During a trip, gas may break out of the drilling fluid, forming a gas zone within the wellbore. Once the liquid and gas injection is restored, liquid in the well will start flowing up the annulus. If there is a lost circulation zone, the gasified drilling fluid will probably flow into this zone rather than up the annulus.
Gas injection should be used to reduce the annular pressure and establish circulation, before pumping any liquids into the well.
If hydrocarbons are present, the tripping procedure is more complicated. The BHA can be stripped out of the well while it is flowing, or the well should be killed before the tripping procedure starts. Drill pipe is stripped through the rotating head while allowing the well to flow. Typically, cylindrical collars and larger diameter string components can be stripped through the annular. During this process, the well can be flowed through an open choke to the separator. This also helps to keep the wellhead pressure at a minimum value. Under these conditions, there is always the risk of experiencing a “pipe light” condition, which causes the drill string to be pushed out of the wellbore due to the pressure differential.
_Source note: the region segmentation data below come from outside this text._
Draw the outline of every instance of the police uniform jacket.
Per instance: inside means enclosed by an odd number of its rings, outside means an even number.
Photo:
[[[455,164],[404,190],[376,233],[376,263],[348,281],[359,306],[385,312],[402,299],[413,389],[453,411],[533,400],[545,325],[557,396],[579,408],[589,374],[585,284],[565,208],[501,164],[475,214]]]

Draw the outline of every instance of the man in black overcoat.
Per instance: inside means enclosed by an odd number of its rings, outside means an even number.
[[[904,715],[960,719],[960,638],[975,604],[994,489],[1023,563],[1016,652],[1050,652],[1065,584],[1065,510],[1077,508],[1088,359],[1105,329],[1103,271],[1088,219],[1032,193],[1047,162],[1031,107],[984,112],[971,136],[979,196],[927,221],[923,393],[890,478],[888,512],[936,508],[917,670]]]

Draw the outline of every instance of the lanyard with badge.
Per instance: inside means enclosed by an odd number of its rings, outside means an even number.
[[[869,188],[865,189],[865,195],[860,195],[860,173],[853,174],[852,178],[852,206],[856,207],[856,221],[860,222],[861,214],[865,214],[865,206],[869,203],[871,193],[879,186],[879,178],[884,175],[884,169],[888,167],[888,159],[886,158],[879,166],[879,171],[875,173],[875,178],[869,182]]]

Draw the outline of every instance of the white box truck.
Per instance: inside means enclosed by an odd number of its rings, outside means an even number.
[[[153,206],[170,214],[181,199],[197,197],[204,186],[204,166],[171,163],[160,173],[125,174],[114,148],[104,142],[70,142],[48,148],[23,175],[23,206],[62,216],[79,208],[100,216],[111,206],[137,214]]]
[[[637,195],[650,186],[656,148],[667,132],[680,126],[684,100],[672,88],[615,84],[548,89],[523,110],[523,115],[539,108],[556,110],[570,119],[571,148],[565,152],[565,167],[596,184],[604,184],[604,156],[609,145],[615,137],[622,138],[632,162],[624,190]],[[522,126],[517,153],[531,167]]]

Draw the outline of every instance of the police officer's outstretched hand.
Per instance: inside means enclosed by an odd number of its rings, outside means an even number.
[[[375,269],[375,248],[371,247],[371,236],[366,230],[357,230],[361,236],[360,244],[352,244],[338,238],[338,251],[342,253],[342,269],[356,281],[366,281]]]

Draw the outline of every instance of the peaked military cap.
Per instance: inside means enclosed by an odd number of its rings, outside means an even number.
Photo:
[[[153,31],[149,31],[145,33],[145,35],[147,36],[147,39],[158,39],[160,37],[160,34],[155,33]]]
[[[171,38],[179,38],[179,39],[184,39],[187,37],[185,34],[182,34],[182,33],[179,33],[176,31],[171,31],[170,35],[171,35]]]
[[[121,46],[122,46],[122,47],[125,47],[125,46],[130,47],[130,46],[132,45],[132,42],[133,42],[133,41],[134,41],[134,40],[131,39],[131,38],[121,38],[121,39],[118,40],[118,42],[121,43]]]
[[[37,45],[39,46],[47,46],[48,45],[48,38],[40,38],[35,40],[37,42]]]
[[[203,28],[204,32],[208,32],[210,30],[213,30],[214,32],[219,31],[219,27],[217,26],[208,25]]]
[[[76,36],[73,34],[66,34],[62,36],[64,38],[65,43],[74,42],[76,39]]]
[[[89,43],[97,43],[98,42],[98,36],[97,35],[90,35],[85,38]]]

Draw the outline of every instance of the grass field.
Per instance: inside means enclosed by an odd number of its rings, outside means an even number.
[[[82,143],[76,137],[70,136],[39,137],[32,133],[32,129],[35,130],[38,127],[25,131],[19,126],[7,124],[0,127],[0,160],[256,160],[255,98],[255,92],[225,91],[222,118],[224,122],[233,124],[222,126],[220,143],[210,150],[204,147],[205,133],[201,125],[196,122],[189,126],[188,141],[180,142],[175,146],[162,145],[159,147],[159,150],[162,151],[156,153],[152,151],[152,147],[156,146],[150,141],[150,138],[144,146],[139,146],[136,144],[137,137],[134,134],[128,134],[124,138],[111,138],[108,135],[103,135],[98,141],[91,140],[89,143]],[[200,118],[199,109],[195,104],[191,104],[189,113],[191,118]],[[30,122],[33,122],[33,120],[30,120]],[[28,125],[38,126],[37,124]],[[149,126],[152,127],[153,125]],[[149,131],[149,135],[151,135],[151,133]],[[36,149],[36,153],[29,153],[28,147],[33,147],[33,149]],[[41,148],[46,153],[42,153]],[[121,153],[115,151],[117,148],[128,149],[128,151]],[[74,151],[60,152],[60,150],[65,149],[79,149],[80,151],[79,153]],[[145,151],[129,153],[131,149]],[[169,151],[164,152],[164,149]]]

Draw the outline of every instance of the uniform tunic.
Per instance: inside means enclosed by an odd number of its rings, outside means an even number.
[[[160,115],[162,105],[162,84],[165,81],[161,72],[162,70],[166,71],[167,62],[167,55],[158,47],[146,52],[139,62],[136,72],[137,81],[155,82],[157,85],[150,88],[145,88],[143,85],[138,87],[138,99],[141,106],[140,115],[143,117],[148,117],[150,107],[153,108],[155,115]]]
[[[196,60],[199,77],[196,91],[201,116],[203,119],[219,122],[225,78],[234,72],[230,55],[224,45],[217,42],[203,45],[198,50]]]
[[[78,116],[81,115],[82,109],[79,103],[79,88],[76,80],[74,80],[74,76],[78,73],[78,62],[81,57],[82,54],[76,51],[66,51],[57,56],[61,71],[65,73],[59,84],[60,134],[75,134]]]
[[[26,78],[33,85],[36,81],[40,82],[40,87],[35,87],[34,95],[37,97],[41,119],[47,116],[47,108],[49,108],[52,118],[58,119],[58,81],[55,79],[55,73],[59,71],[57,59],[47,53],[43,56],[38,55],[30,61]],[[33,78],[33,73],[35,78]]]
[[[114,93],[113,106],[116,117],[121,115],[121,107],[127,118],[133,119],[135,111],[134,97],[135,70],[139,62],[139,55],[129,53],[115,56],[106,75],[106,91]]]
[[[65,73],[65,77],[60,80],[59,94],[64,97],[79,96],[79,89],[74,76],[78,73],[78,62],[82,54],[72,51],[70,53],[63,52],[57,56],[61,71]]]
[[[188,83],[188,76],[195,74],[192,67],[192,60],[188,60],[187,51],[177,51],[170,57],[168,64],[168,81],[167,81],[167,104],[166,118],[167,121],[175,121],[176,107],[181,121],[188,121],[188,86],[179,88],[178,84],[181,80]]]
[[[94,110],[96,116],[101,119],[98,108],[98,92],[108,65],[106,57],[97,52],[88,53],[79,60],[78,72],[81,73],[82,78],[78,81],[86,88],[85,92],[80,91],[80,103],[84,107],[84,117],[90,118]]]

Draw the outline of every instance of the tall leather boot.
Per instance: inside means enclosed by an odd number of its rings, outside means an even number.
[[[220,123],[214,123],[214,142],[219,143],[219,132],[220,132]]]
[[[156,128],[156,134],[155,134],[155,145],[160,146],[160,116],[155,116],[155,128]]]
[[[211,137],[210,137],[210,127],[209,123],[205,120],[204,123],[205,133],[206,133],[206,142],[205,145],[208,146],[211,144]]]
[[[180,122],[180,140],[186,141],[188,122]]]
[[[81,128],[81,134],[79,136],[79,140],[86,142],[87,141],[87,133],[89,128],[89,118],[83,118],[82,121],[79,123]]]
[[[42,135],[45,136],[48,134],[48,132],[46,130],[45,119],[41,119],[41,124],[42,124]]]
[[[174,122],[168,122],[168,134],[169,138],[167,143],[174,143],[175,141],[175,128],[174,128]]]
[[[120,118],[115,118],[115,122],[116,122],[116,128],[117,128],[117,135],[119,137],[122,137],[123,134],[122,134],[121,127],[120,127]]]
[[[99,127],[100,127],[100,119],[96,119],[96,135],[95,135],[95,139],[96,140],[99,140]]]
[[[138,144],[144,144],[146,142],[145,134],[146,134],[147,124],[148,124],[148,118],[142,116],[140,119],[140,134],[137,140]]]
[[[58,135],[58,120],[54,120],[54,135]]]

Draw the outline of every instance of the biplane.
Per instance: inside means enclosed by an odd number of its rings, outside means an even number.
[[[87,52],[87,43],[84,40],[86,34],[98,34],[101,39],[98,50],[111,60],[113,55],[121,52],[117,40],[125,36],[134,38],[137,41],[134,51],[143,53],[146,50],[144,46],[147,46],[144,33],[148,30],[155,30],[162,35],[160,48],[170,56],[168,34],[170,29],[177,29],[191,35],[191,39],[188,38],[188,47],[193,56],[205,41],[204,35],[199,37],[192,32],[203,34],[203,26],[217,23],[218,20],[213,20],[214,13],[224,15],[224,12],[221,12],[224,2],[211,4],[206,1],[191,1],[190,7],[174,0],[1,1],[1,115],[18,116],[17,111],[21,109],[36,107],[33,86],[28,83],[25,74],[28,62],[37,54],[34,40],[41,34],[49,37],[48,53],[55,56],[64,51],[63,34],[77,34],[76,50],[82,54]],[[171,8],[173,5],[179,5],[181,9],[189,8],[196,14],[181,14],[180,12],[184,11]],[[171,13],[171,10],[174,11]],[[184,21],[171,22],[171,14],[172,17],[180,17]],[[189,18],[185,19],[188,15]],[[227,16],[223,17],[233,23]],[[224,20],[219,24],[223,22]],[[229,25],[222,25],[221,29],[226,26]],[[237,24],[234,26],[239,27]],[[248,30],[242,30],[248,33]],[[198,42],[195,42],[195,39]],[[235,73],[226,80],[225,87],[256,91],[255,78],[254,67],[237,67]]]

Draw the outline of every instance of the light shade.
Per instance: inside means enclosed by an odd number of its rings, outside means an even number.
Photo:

Normally, the sealing elements of the rotating BOP can provide the frictional forces needed to keep the string in the hole. If the wellhead pressure is too high a snubbing unit might be necessary to withdraw the string from the well. A portable hydraulic rig assist (HRA), shown in Figure 1, is used for underbalanced drilling with a conventional rig and rotating BOP.
Even though killing the well is not a desired option, it may be the only way to run the BHA in and out of the hole. In that case, the kill fluid should be selected to minimize formation damage. It should be placed on top of the produced crude to reduce a possible damaging contact with the producing formation.